The problem with having a huge amount of anticipated growth baked into your stock price is that the expectations become incredibly difficult to achieve.
High expectations result in high stock prices.
I’ll post the charts of two of these companies which are household names – Zoom (Nasdaq: ZM) and Docusign (Nasdaq: DOCU):
We will look at Zoom first.
At its peak of $450/share, Zoom was valued at around $134 billion. Keeping the math incredibly simple, in order to flat-line at a terminal P/E of 15 (this appears to be the median P/E ratio of the S&P 500 at the moment), Zoom needs to make $9 billion a year in net income, or about $30/share.
After Covid-mania, Zoom’s income trajectory did very well:
However, the last quarter made it pretty evident that their growth trajectory has flat-lined. Annualized, they are at $3.55/share, quite a distance away from the $30/share required!
Even at a market price of $180/share today, they are sitting at an anticipated expectation of $12/share at sometime in the future.
Despite the fact that Zoom offers a quality software product (any subscribers to “Late Night Finance” will have Zoom to thank for this), there are natural competitive limitations (such as the fact that Microsoft, Google and the others are going to slowly suck away any notion of margins out of their software product) which will prevent them from getting there.

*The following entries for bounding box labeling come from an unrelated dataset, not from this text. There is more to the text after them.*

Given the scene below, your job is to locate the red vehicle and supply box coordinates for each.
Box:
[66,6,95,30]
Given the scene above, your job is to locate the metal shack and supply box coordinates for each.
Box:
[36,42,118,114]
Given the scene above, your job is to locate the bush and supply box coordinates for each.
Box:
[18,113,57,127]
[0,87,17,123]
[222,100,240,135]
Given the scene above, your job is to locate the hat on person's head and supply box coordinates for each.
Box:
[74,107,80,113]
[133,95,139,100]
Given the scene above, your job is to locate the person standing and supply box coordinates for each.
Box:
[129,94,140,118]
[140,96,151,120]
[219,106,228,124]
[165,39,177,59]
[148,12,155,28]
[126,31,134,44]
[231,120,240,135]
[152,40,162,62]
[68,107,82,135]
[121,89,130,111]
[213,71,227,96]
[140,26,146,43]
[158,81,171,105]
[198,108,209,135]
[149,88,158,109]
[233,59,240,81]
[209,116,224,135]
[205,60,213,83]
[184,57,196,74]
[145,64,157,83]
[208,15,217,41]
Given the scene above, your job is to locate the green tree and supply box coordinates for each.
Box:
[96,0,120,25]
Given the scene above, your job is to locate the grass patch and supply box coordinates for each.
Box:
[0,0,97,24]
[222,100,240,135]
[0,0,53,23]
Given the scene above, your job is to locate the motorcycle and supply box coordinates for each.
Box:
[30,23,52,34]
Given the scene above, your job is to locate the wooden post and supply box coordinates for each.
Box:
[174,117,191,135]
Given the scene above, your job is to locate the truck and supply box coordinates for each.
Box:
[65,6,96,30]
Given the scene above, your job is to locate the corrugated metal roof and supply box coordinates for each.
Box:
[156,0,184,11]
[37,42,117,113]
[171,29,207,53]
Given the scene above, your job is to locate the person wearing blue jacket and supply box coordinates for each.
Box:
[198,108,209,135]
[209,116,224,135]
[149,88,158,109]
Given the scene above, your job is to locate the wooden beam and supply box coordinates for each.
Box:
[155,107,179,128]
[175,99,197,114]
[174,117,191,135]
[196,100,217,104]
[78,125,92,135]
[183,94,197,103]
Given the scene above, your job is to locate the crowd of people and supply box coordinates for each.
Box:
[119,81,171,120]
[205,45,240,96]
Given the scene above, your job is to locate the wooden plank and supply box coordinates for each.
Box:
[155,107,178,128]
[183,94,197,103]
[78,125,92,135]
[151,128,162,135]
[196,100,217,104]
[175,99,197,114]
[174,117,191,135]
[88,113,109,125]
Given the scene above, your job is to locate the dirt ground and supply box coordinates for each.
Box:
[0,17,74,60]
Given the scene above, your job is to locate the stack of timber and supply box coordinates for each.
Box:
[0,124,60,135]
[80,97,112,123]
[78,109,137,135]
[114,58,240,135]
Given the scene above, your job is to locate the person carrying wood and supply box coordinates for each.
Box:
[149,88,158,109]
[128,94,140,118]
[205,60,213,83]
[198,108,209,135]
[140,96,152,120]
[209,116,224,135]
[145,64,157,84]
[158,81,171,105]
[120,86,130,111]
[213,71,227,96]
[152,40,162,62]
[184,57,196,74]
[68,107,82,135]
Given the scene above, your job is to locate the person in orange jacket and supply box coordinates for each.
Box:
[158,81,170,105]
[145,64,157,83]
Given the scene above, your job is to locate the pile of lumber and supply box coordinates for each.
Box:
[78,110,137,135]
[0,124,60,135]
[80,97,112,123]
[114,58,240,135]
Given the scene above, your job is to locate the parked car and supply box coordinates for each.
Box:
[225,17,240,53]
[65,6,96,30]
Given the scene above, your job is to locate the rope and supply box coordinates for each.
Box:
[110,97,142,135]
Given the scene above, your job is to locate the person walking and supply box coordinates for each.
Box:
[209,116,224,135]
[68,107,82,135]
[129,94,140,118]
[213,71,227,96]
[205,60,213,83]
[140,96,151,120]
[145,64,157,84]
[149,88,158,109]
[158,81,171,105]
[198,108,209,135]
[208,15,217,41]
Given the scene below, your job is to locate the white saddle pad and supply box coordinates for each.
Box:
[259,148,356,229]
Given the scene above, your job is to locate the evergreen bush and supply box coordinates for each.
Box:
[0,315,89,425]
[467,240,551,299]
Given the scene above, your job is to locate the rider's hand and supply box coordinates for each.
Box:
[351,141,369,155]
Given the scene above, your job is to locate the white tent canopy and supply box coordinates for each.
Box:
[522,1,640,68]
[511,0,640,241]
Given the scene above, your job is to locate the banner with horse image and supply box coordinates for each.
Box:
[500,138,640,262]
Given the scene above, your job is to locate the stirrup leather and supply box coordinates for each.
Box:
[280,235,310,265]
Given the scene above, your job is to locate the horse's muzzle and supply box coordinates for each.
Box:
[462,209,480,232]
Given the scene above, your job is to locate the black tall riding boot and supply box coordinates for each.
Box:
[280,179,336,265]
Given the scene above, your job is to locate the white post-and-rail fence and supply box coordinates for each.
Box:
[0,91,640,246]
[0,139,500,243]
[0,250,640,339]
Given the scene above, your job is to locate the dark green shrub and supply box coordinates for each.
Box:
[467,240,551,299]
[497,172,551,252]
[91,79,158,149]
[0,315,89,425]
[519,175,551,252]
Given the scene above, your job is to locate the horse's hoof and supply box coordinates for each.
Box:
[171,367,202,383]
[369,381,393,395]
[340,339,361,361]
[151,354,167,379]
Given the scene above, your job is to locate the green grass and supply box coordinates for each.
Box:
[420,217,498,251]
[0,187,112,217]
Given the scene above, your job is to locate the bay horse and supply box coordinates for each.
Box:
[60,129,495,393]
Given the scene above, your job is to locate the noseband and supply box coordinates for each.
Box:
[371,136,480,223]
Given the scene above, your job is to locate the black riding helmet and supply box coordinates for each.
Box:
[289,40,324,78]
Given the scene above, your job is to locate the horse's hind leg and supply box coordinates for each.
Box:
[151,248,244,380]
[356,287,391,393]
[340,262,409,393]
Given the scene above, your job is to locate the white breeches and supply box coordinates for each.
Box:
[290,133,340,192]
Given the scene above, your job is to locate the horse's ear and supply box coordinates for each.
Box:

The point here – even though the stock has gone down 60% from peak-to-trough, there’s still plenty to go, at least on my books. They are still expensive and bake in a lot of anticipated growth which they will be lucky to achieve – let alone eclipse.
The second example was Docusign. Their great feature was to enable digital signing of documents for real estate agents, lawyers, etc., and fared very well during Covid-19. It’s an excellent product and intuitive.
They peaked out at $315/share recently, or a US$62 billion valuation. Using the P/E 15 metric, the anticipated terminal earnings is about $21/share.
The issue here is two-fold.
One is that there is a natural ceiling to how much you can charge for this service. Competing software solutions (e.g. “Just sign this Adobe secure PDF and email it back”) and old fashioned solutions (come to my office to scribble some ink on a piece of paper) are natural barriers to significant price increases.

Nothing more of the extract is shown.